No Crisis Group papers in April 2006, but I did publish a piece in Interationale Politik in the wake of the failed Dutch and French referenda on the EU's Constitutional Treaty, advocating the sort of citizen's assembly, with an element of random selection, that has subsequently been used to great effect in Ireland and which President Macron is now advocating for France and for Europe; I was ahead of my time. You can read it here.
My only trip was to Stockholm, starting on my 39th birthday; as well as attending a conference, I went to the Vasa Museum and the Nobel Prize Museum, both very interesting. We celebrated my birthday at the weekend when I got back, which also was the weekend that the lovely School Reunion episode of Doctor Who was broadcast.
Six-year-old F and I had a trip to the big park in Kessel-Lo where he tried a couple of means of transport.
More grimly, one of our neighbours was murdered by her husband, who later took his own life in prison.

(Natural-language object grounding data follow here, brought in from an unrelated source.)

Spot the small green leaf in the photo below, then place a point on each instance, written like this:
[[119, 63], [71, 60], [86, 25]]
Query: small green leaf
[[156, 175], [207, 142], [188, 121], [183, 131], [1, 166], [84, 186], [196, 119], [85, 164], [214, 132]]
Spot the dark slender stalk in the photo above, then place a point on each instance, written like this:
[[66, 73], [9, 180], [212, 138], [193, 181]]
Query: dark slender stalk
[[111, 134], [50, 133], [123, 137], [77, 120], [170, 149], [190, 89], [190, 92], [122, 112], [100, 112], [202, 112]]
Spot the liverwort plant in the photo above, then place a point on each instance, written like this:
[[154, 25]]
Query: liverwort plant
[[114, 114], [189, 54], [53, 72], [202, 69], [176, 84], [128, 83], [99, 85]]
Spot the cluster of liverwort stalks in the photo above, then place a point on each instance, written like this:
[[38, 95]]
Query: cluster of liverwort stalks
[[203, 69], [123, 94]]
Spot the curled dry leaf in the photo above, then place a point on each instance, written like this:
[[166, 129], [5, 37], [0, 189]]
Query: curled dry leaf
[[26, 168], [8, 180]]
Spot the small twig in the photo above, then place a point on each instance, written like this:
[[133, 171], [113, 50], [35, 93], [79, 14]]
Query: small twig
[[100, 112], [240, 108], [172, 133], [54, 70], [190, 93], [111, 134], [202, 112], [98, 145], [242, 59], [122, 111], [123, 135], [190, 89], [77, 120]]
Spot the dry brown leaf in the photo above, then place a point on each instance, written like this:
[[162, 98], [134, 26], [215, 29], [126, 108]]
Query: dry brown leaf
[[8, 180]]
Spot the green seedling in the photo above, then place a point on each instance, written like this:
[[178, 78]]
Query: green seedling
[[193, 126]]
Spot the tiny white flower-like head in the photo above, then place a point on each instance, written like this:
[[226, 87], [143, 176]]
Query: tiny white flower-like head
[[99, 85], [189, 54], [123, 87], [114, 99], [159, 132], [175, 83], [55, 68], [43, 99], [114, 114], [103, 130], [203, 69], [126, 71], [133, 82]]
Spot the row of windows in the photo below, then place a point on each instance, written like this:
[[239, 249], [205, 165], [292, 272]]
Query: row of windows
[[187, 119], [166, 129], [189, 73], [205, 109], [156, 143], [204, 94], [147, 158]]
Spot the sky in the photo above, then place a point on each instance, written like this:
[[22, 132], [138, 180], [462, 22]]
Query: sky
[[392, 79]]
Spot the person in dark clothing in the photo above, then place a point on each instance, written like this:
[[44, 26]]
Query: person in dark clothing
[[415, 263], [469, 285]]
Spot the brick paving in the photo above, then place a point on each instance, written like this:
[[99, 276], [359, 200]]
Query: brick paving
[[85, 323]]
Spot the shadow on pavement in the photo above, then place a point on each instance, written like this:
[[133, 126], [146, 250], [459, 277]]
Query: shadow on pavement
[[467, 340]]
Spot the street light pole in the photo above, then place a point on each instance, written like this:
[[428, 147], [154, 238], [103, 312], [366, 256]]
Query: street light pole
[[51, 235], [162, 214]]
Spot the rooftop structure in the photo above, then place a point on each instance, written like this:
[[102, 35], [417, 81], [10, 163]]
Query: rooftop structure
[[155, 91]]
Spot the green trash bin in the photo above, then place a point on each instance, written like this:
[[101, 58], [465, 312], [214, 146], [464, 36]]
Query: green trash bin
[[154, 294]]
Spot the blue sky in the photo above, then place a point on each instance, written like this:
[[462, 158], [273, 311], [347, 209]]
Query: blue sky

She had been a stalwart of the annual dorpsfeest, and a bench in the grassy space behind the parochial hall is dedicated to her memory (lovely photo by Ernst Gülcher).
Without much travel, and commuting by car, I read only 13 books in April 2006, but some of them were quite long:
non-fiction 7 (YTD 17)
A Man On The Moon, by Andrew Chaikin
Georgiana, Duchess of Devonshire, by Amanda Foreman
Alexander Hamilton, by Ron Chernow
William Heinemann: A Memoir, by Frederic Whyte
Malachy, by Brian Scott
You, The People: The United Nations, Transitional Administration and State-Building, by Simon Chesterman
International Governance of War-Torn Territories: Rule and Reconstruction, by Richard Caplan
non-genre 1 (YTD 3)
The Kite Runner, by Khaled Hosseini
sf 5 (YTD 21)
Mappa Mundi, by Justina Robson
The Jennifer Morgue, by Charles Stross
Secret Files: The Inside Story of International Rescue, by Chris Bentley, Stephen Cole and Graham Bleathman
A Hat Full of Sky, by Terry Pratchett
The Moon Pool, by A. Merritt
4,900 pages (YTD 15,300)
2/13 by women (YTD 7/42)
1/13 by PoC (YTD 2/42)
The best of these are the two biographies of Alexander Hamilton and Georgiana, Duchess of Devonshire. They were almost exact contemporaries - they were born two years apart and died two years apart, she soon before her 49th birthday (of natural causes) and he a few months after his (shot dead by the vice-president of the United States).
Neither is mentioned in the other biography, and they would not have ever met (neither ever crossed the Atlantic), but they would have known about each other. John and Abigail Adams certainly knew them both. Abigail was not a fan of either. On 30 September 1785, she wrote of Georgiana,
Amongst the most celebrated of their beauties stands the Duchess of Devonshire, who is masculine in her appearance...and on 28 January 1797, she wrote of Hamilton,
Beware of that spare Cassius, has always occured to me when I have seen that cock sparrow. O I have read his Heart in his wicked Eyes many a time. The very devil is in them. They are lasciviousness itself.Angelica Schuyler Church (who gets a lot of the good lines in Hamilton the musical) and her husband (a radical English MP) must also surely have known them both on rather better terms - John Church was an ally first of Earl Grey (he of the tea, who was also Georgiana's lover) and then of Charles James Fox (who she also strongly supported).
One of Hamilton's great-granddaughters was a Georgina, but that's more likely a homage to Washington than Devonshire. (Incidentally it was she who got the famous Emma Lazarus poem, "Give me your tired, your poor, Your huddled masses.." inscribed on the Statue of Liberty.) You can get Alexander Hamiton here and Georgiana, Duchess of Devonshire here.
None of the other books this month was all that bad but I guess The Moon Pool failed to convince me; you can get it here.